Certainly nobody will ever have his
convictions upset by looking at ancient cloths daubed over with linseed
oil, nor by the bum-ta-ra of music. But, to my mind, in a country like
Spain, it is better that our young men should be dissatisfied than that
they should go to the laboratory every day in immaculate blouses,
chatter like proper young gentlemen about El Greco, Cezanne and the
Ninth Symphony, and never have the brains to protest about anything.

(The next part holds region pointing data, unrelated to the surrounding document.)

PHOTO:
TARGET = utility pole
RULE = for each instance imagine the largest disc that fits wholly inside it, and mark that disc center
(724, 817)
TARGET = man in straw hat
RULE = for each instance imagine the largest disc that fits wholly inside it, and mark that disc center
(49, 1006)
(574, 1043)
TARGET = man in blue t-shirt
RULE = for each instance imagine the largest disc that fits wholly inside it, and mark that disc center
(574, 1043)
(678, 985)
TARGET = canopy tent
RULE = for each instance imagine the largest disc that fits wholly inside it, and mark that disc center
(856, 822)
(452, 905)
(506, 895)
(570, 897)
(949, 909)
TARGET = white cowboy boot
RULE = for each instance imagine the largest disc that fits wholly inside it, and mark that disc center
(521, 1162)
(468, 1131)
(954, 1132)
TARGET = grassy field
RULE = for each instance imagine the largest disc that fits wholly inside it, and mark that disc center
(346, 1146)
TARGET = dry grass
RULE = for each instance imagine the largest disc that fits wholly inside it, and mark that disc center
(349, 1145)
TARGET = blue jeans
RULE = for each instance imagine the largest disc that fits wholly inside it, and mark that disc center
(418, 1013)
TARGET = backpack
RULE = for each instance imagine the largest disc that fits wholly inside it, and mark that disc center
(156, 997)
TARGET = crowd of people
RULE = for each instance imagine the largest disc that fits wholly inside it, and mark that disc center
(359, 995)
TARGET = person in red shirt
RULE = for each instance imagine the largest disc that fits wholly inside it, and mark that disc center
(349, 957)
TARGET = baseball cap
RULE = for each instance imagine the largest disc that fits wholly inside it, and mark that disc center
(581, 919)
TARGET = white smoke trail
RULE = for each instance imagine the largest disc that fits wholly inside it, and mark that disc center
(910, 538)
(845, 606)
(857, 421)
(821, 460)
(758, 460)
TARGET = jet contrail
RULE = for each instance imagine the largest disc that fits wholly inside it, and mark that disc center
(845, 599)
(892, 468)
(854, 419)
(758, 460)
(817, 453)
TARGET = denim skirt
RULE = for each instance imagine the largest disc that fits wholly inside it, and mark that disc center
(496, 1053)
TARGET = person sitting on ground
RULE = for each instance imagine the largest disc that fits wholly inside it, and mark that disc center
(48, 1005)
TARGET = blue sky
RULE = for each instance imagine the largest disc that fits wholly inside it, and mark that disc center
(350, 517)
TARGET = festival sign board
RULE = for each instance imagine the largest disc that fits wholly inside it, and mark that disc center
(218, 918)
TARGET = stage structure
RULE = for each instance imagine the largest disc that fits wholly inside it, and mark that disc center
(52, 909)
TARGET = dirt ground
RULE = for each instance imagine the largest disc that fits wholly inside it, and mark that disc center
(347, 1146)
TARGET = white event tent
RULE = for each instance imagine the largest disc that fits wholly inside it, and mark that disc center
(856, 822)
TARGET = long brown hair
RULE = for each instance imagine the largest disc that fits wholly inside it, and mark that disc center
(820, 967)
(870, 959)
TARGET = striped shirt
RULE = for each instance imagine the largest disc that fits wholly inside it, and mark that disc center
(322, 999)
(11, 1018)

Back of all this correctness may be divined the optimism of eunuchs.
II
MYSELF, THE WRITER
TO MY READERS THIRTY YEARS HENCE
Among my books there are two distinct classes: Some I have written with
more effort than pleasure, and others I have written with more pleasure
than effort.
My readers apparently are not aware of this distinction, although it
seems evident to me. Can it be that true feeling is of no value in a
piece of literature, as some of the decadents have thought? Can it be
that enthusiasm, weariness, loathing, distress and ennui never transpire
through the pages of a book? Indubitably none of them transpire unless
the reader enters into the spirit of the work. And, in general, the
reader does not enter into the spirit of my books. I cherish a hope
which, perhaps, may be chimerical and ridiculous, that the Spanish
reader thirty or forty years hence, who takes up my books, whose
sensibilities, it may be, have been a little less hardened into
formalism than those of the reader of today, will both appreciate and
dislike me more intelligently.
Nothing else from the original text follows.